Updated: January 6, 2023

gold central
Editor’s Note:

EDITOR'S NOTE: If you were following the market action last week, you would have seen that gold jumped 0.82% following the Federal Reserve minutes. “In view of the persistent and unacceptably high level of inflation, several participants commented that historical experience cautioned against prematurely loosening monetary policy,” the notes stated. What this means is that high rates will likely persist for a period of time longer than most market optimists were hoping. As market uncertainty grows, gold, in the meantime, continues to look attractive.

KEY POINTS
  • Gold prices have been on a general incline since the beginning of November as market turbulence, rising recession expectations and more gold purchases from central banks underpinned demand.
  • Several analysts are projecting record highs for the precious metal in 2023.

 The price of gold notched a six-month high early Tuesday, and analysts believe the rally has further to go in 2023.

Spot gold peaked just below $1,850 per troy ounce before easing off to trade around $1,838 per ounce. U.S. gold futures were up 1% at $1,844.10.

Gold prices have been on a general incline since the beginning of November as market turbulence, rising recession expectations and more gold purchases from central banks underpinned demand.

“In general, we are looking for a price friendly 2023 supported by recession and stock market valuation risks — an eventual peak in central bank rates combined with the prospect of a weaker dollar and inflation not returning to the expected sub-3% level by year-end — all adding support,” said Ole Hansen, head of commodity strategy at Saxo Bank.

Source: CNBC

“In addition, the de-dollarization seen by several central banks last year when a record amount of gold was bought look set to continue, thereby providing a soft floor under the market.”

Looking ahead, Hansen suggested the key events for gold prices would be Wednesday’s minutes from the latest U.S. Federal Reserve meeting and Friday’s U.S. jobs report.

“Above $1842, the 50% [mark] of the 2022 correction, gold will be looking for resistance at $1850 and $1878 next,” Hansen added.

New all-time high in 2023?

Much of the 2023 outlook for global markets hinges on the trajectory of monetary policy as central banks ease off the aggressive interest rate hikes of the past year amid slowing economic growth and possible recessions.

Economists are divided as to whether this will culminate in rate cuts by the end of the year, however, as inflation is expected to remain well above the target range in most major economies.

A full dovish pivot by central banks this year would likely have major implications for gold prices, according to strategists.

Eric Strand, manager of the AuAg ESG Gold Mining ETF, said last month that 2023 would yield a new all-time high for gold and the start of a “new secular bull market,” with the price exceeding $2,100 per ounce.
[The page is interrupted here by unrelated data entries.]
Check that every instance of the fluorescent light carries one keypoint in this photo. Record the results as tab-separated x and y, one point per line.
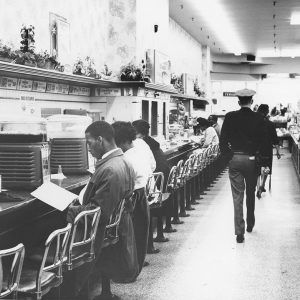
285	52
295	18
216	15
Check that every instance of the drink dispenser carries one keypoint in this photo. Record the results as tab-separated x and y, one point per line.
68	145
24	151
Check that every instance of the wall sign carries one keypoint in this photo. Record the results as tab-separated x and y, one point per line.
113	92
39	86
229	94
8	83
78	90
25	85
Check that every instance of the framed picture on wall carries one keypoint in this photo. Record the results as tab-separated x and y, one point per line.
158	67
60	42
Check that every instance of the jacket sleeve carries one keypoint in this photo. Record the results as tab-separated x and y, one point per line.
275	140
106	195
224	141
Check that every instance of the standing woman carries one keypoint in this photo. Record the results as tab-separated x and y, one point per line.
272	140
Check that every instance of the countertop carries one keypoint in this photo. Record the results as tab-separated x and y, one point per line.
16	199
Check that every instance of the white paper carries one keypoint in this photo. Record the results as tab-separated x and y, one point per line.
58	176
81	194
54	195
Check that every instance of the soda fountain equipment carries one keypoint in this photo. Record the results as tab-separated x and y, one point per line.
24	151
68	145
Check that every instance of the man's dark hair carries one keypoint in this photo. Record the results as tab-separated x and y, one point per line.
101	128
203	122
124	132
245	100
263	109
213	118
141	126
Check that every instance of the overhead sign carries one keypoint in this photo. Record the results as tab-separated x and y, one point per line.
229	94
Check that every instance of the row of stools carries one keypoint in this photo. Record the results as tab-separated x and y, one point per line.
64	250
187	181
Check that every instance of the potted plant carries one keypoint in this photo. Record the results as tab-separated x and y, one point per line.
89	68
78	68
177	83
197	89
27	58
106	73
5	52
131	72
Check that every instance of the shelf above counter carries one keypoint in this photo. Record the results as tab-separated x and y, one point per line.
189	97
34	73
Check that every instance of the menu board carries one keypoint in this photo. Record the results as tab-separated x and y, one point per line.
110	92
8	83
61	88
50	87
39	86
79	90
25	85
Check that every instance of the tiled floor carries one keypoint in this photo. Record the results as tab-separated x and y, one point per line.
203	261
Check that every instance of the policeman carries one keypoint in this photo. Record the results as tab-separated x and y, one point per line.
242	136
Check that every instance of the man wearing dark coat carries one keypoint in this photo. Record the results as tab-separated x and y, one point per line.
112	182
243	135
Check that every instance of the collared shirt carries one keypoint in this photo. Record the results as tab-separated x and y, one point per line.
141	166
210	137
109	152
217	128
243	130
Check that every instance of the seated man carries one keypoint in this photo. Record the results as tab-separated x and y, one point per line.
213	119
112	181
125	136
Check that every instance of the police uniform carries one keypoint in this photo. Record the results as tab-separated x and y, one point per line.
242	136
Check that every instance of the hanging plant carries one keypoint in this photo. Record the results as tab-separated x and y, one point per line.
131	72
78	67
197	89
89	67
177	83
27	38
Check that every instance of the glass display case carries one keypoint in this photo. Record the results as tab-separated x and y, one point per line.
67	126
22	129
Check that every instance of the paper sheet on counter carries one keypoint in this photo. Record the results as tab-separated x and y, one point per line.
54	195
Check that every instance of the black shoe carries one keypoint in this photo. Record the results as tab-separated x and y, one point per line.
249	228
258	194
239	238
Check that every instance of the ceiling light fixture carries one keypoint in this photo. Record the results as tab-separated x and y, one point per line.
224	29
295	18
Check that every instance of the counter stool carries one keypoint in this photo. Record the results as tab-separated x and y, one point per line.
181	179
177	188
111	237
111	231
11	272
171	188
36	282
154	192
198	166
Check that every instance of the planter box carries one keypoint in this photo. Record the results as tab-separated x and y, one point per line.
5	59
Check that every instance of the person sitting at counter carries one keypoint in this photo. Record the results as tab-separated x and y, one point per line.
142	132
210	136
125	136
112	181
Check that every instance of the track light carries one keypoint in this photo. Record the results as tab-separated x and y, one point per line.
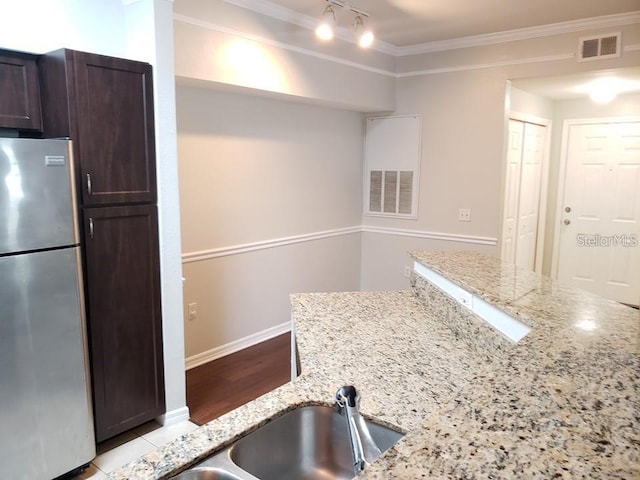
363	35
324	31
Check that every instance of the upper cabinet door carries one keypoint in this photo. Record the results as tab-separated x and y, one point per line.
20	98
115	131
105	105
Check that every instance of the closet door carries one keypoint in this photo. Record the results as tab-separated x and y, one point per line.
525	157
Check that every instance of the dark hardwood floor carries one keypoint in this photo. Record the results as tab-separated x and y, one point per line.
218	387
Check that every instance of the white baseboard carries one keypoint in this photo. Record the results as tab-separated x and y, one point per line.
236	345
174	416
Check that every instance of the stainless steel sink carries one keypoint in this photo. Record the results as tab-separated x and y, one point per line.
205	473
308	443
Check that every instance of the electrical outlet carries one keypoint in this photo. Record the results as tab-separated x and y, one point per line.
407	271
192	311
464	214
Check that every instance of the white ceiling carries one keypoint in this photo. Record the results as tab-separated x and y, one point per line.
412	22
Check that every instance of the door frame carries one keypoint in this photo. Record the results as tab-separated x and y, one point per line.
566	125
544	180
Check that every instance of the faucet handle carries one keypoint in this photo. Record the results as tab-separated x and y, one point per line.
347	396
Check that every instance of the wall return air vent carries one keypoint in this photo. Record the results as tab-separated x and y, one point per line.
599	47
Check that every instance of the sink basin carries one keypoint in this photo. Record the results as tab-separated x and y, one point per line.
305	444
308	443
203	473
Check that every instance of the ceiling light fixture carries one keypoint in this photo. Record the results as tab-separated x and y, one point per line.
363	35
326	28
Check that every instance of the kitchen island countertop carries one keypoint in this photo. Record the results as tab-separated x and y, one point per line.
563	402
“Central banks as a group have continued, since the great financial crisis, to add more and more gold to their reserves, with a new record set for [the third quarter of] 2022,” Strand said.
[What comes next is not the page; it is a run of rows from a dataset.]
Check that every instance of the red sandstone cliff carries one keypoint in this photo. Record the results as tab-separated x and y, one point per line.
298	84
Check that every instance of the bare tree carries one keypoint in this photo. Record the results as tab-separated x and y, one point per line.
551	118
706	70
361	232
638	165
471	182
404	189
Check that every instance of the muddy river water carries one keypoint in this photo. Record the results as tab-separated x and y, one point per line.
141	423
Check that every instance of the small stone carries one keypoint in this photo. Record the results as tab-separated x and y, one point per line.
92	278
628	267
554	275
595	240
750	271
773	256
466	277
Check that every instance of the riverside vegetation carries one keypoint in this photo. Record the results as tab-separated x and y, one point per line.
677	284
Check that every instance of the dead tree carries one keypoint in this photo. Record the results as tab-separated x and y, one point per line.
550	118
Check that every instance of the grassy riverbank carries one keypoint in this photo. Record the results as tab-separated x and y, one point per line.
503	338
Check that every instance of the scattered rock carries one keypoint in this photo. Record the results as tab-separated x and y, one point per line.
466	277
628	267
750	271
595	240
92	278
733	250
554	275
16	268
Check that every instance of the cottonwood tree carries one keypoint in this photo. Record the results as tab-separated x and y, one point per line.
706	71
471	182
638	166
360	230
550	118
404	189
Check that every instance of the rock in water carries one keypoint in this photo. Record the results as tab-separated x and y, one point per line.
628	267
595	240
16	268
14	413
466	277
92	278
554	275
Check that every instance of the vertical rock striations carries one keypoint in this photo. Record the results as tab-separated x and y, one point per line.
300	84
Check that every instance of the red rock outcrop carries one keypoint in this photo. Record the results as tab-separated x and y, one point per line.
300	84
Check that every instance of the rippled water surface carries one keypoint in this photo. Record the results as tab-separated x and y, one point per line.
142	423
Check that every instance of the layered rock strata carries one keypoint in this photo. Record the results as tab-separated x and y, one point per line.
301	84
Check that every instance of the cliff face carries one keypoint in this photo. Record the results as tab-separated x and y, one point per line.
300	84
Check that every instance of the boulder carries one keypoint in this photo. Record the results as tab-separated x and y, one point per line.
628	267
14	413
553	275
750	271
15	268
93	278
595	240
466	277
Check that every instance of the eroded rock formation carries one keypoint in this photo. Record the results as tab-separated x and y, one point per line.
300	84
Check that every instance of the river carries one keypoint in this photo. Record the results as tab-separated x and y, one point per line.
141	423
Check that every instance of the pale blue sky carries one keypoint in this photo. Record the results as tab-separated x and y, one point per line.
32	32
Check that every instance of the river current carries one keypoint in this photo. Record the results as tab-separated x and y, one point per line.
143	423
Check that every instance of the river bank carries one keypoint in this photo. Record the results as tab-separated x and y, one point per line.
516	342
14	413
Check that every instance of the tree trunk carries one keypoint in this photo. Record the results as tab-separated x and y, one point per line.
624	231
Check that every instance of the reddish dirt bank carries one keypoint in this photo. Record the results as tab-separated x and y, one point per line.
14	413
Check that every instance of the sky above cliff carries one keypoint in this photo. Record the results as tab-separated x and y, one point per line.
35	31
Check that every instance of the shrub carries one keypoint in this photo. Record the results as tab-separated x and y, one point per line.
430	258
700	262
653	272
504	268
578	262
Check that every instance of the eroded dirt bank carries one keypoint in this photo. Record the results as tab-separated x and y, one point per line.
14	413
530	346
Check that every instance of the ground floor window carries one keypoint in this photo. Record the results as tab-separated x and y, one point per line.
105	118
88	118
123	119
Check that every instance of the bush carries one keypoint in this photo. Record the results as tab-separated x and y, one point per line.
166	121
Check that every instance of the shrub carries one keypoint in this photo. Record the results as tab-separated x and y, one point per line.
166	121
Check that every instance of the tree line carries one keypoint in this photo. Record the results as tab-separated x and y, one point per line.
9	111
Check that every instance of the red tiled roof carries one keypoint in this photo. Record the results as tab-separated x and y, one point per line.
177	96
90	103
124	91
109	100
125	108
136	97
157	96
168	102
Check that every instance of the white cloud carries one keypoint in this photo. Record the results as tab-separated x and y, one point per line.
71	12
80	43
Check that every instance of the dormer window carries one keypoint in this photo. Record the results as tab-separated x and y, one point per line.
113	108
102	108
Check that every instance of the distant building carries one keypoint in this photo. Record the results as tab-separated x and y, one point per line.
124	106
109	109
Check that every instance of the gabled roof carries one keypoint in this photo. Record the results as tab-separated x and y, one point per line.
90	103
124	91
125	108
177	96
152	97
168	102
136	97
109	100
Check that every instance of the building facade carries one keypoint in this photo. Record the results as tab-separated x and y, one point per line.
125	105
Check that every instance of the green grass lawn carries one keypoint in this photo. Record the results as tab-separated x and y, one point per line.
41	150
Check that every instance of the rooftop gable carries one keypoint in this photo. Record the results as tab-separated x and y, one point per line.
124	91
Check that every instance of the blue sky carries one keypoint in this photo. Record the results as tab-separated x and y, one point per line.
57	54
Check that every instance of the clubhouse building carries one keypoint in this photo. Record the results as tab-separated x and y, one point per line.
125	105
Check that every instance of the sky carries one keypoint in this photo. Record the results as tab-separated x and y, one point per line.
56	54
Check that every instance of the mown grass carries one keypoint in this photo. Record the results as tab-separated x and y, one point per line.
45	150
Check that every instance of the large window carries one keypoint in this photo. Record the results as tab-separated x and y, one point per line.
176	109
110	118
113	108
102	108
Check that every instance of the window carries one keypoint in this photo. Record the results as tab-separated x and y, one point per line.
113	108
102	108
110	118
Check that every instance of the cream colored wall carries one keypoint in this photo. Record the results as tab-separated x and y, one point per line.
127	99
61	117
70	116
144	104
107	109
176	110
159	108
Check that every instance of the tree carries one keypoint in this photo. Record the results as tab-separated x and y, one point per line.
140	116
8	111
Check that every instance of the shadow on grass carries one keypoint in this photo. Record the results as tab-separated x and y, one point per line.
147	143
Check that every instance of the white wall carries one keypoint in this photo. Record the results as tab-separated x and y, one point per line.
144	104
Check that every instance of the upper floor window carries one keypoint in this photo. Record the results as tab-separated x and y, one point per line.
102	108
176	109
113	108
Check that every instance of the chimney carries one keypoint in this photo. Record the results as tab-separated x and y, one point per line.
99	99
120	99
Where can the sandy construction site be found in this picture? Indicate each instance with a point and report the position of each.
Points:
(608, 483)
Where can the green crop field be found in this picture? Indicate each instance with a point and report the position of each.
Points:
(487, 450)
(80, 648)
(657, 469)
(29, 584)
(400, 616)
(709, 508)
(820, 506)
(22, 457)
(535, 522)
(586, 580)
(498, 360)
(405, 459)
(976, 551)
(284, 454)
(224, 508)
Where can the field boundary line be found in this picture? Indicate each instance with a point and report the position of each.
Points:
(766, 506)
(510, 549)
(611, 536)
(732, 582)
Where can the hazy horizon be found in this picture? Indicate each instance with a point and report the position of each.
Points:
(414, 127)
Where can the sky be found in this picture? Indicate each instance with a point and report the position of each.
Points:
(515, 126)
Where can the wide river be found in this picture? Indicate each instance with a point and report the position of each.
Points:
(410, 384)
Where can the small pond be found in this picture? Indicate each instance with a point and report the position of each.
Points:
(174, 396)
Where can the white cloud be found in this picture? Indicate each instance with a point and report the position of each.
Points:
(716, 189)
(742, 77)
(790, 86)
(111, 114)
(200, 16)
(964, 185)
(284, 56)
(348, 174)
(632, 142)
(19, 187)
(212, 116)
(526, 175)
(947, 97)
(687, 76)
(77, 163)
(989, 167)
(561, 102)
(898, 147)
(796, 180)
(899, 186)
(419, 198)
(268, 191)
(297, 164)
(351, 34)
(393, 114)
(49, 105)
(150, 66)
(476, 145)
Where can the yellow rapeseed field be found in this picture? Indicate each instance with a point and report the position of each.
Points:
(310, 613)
“It is our opinion that central banks will pivot on their rate hikes and become dovish during 2023, which will ignite an explosive move for gold for years to come. We therefore believe gold will end 2023 at least 20% higher, and we also see miners outperforming gold with a factor of two.”
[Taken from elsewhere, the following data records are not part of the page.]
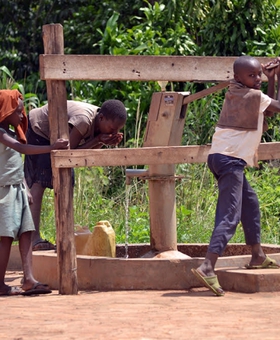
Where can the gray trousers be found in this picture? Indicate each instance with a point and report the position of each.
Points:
(237, 201)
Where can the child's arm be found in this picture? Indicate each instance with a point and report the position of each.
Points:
(270, 73)
(29, 149)
(275, 103)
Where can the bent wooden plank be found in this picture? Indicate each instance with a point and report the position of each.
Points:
(146, 155)
(139, 68)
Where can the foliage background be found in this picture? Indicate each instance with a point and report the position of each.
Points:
(185, 27)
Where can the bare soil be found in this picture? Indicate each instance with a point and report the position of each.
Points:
(142, 315)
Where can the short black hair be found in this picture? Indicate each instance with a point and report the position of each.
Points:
(242, 62)
(113, 109)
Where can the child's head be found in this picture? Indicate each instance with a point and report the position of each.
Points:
(111, 116)
(12, 112)
(248, 71)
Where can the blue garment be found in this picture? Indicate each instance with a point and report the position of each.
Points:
(237, 202)
(15, 213)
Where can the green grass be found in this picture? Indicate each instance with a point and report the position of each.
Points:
(95, 200)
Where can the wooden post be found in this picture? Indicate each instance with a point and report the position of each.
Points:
(62, 182)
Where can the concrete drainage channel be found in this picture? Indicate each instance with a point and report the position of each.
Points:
(158, 273)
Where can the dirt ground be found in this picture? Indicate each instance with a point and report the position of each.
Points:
(142, 315)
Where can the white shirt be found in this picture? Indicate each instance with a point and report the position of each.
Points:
(240, 143)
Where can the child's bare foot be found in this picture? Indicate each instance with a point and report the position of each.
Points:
(6, 290)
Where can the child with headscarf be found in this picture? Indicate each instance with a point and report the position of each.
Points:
(17, 223)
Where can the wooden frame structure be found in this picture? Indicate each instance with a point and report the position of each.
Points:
(56, 68)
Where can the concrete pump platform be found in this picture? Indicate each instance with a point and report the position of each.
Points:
(138, 273)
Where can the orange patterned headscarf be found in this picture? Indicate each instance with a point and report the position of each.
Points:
(8, 104)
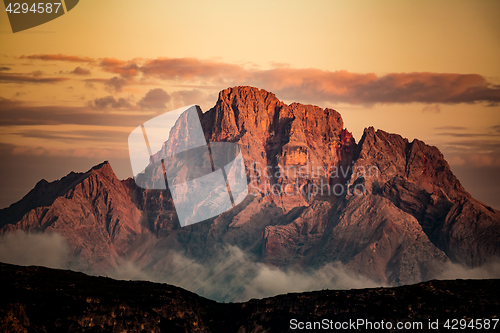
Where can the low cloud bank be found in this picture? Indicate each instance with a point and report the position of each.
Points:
(232, 275)
(41, 249)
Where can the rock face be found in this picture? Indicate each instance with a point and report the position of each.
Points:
(386, 208)
(92, 210)
(81, 303)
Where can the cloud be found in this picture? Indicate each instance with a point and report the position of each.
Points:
(187, 69)
(451, 271)
(116, 83)
(234, 276)
(35, 78)
(16, 113)
(333, 86)
(434, 108)
(80, 71)
(43, 249)
(58, 57)
(194, 96)
(110, 102)
(307, 84)
(155, 99)
(451, 128)
(496, 128)
(124, 68)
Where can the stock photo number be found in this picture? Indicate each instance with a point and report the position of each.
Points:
(41, 7)
(31, 13)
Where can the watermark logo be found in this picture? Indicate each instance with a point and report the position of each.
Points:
(204, 179)
(28, 13)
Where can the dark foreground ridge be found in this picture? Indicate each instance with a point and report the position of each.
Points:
(39, 299)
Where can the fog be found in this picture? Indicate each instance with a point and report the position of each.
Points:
(41, 249)
(231, 276)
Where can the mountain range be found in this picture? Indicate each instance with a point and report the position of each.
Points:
(384, 210)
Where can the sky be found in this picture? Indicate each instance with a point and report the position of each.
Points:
(72, 89)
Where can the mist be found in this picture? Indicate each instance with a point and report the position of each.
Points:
(234, 276)
(41, 249)
(231, 276)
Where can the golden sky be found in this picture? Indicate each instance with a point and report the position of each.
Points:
(73, 88)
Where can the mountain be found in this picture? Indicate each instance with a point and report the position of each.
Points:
(36, 299)
(391, 210)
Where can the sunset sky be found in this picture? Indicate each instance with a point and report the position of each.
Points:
(74, 88)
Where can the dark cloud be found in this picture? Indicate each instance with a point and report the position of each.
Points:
(14, 113)
(467, 135)
(155, 99)
(496, 128)
(450, 128)
(75, 136)
(186, 69)
(109, 102)
(116, 83)
(58, 57)
(338, 86)
(34, 78)
(306, 85)
(433, 108)
(124, 68)
(195, 96)
(80, 71)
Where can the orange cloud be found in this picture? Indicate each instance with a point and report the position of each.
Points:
(80, 71)
(311, 85)
(58, 57)
(35, 78)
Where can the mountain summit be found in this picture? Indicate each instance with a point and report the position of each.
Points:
(394, 212)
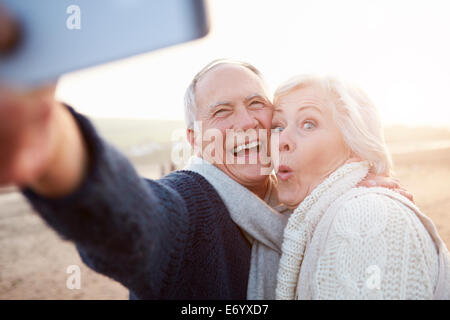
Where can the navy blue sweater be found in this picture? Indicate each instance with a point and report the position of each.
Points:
(171, 238)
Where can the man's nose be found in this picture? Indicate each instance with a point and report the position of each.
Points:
(245, 120)
(286, 143)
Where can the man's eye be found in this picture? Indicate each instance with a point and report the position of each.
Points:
(220, 112)
(277, 128)
(308, 125)
(257, 104)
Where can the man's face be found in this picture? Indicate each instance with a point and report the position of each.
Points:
(232, 101)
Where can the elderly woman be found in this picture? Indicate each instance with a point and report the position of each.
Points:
(344, 241)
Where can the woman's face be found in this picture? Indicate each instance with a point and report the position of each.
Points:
(311, 145)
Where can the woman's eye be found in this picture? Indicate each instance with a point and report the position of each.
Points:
(308, 125)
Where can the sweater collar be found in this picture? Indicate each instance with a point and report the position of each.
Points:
(257, 219)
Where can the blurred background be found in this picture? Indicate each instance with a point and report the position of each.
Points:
(397, 51)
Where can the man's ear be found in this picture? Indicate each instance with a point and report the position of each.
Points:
(190, 135)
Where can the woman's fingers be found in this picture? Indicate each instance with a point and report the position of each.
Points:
(405, 193)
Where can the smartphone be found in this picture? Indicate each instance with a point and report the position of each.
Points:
(60, 36)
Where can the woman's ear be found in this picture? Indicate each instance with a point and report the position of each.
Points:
(190, 137)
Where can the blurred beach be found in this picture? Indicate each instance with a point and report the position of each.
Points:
(34, 259)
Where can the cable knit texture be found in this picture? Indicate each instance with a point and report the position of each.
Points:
(171, 238)
(344, 242)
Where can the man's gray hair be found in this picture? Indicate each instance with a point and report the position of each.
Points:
(355, 115)
(190, 105)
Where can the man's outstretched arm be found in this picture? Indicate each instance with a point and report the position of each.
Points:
(126, 227)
The bullion bullishness was echoed toward the end of last year by Juerg Kiener, managing director and chief investment officer at Swiss Asia Capital, who told CNBC last month that the current market conditions mirror those of 2001 and 2008.

“In 2001, the market didn’t just move 20 or 30%, it moved a lot, the same in 2008 when we had actually a smaller sell-off in the market and the stimulus coming back in, and gold went from $600 to $1,800 in no time, so I think we have a very good chance that we see a major move,” Kiener told CNBC’s “Street Signs Asia” in late December.

“It is not going to be just 10 or 20%, I think I’m looking at a move which will really make new highs.”